Les dispositifs proposés dans ce projet de loi sur la « maîtrise de l’immigration », d’octobre 2015, montrent un laxisme devant l’immigration irrégulière, car il n’est jamais prévu que les immigrés irréguliers soient renvoyés chez eux. Des amendes pouvant aller jusqu’ à 100 000 euros, et des peines de prison pouvant aller jusqu’à sept ans sont prévues, mais en aucun cas que l’immigré ne soit renvoyé dans son pays d’origine. Ce serait pourtant la solution qui permettrait le mieux d’éviter les problèmes liés à l’immigration, car on constate que la délinquance ne cesse d’augmenter passant de 15 % en 2008, à 20 % en 2013 de migrants responsables des délits commis en France sur le nombre de délits commis ces années là – d’après les chiffres officiels. Ces délinquants ne méritent-ils pas une répression plus forte qu’une simple amende ou un envoi en prison ?
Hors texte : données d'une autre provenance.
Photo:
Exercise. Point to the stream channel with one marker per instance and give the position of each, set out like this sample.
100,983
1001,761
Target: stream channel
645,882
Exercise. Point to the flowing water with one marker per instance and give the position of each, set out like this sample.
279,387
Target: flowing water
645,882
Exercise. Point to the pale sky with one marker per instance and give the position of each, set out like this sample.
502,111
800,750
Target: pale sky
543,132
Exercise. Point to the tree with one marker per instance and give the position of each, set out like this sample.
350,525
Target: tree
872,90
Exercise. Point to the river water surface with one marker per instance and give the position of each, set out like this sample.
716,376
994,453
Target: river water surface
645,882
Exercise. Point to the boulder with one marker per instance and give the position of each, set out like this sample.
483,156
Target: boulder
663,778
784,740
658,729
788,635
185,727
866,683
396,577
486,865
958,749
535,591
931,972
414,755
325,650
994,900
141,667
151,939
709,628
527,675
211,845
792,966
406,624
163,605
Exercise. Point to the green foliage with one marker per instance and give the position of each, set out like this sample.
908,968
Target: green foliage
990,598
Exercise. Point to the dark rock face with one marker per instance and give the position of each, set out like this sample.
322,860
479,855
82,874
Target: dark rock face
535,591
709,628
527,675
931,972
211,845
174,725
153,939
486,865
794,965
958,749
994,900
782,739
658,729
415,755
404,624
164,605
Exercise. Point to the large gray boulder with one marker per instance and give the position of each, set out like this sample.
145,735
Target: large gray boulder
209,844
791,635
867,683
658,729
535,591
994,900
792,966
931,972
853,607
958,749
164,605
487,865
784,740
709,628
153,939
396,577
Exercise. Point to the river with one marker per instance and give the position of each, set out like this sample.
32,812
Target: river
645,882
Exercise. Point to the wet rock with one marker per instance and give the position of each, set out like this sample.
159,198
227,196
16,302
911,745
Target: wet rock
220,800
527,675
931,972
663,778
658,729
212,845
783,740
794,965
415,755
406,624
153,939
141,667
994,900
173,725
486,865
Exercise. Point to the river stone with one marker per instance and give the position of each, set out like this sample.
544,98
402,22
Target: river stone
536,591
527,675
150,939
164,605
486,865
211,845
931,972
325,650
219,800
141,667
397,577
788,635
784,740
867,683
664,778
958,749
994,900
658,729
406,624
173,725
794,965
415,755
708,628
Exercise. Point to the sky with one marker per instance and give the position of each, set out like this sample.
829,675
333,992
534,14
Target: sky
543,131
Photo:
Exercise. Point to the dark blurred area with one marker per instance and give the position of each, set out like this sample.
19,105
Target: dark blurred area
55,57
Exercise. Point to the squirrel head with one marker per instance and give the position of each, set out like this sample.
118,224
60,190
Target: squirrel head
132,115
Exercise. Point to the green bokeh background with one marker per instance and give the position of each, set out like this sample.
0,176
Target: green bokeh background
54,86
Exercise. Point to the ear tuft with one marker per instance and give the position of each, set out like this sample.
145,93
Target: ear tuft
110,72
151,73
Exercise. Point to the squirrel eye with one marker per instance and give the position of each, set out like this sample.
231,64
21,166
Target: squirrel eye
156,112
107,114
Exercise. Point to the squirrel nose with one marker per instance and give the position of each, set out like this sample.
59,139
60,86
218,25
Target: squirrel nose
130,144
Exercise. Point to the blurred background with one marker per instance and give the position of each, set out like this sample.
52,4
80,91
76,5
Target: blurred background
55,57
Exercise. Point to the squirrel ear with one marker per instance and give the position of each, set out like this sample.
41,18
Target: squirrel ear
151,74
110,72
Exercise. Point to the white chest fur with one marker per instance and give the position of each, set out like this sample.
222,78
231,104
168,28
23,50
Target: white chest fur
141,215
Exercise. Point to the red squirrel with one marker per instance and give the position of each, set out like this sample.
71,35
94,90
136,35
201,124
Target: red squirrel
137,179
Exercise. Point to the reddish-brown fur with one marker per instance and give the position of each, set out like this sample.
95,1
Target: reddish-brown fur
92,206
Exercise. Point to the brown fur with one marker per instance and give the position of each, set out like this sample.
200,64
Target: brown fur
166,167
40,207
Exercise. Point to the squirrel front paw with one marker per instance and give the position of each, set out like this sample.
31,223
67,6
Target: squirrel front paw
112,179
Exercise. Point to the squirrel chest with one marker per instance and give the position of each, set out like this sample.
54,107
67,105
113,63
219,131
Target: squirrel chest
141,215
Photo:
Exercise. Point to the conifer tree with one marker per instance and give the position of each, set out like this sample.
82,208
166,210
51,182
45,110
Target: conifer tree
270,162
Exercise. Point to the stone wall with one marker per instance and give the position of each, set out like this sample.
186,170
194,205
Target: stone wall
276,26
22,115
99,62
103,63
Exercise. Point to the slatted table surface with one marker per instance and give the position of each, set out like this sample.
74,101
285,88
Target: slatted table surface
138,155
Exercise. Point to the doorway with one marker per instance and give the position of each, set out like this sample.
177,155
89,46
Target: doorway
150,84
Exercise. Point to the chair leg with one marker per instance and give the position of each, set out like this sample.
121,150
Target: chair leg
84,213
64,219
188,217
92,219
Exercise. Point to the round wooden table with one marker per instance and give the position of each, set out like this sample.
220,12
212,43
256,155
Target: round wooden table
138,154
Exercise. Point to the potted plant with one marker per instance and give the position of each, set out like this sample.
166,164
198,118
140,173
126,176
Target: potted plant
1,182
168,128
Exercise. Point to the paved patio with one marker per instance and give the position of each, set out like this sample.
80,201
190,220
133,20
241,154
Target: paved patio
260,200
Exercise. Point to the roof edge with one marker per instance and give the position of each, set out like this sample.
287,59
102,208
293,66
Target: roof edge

En effet, Le Figaro le 04 juillet 2015 rapporte qu’on remarque une énorme croissance des entrées clandestines en Europe: + 180 %! Avec plus de 274.000 illégaux en un an. Contre un peu plus de 100 000 en 2013. Ces chiffres prouvent bien que ces mesures ne sont pas suffisantes pour freiner l’arrivée incessante de migrants et donc la croissance de la délinquance.

On peut trouver aussi un entretien de l’AFP, rapporté par l’Express le 20 novembre 2015 avec un haut-responsable de l’antiterrorisme en France (qui a voulu garder l’anonymat). Il avoue que les dispositions d’une nouvelle loi sur le Renseignement sont « certes nécessaires », mais confie aussi : « on attrapera que des neuneus ». La mise en commun plus rapide et systématique des informations et des signalements entre les pays de l’espace Schengen n’est donc pas une mesure suffisante pour empêcher les délinquants ou les migrants de traverser les frontières et de venir s’installer en France, quatrième pays européen récepteur de migrants.

La loi du 31 décembre 2012 supprime le délit de séjour irrégulier. Ce qui a pour conséquence, selon le quotidien Le Monde, que « les interpellations de sans-papiers sont devenues impossibles à chiffrer ».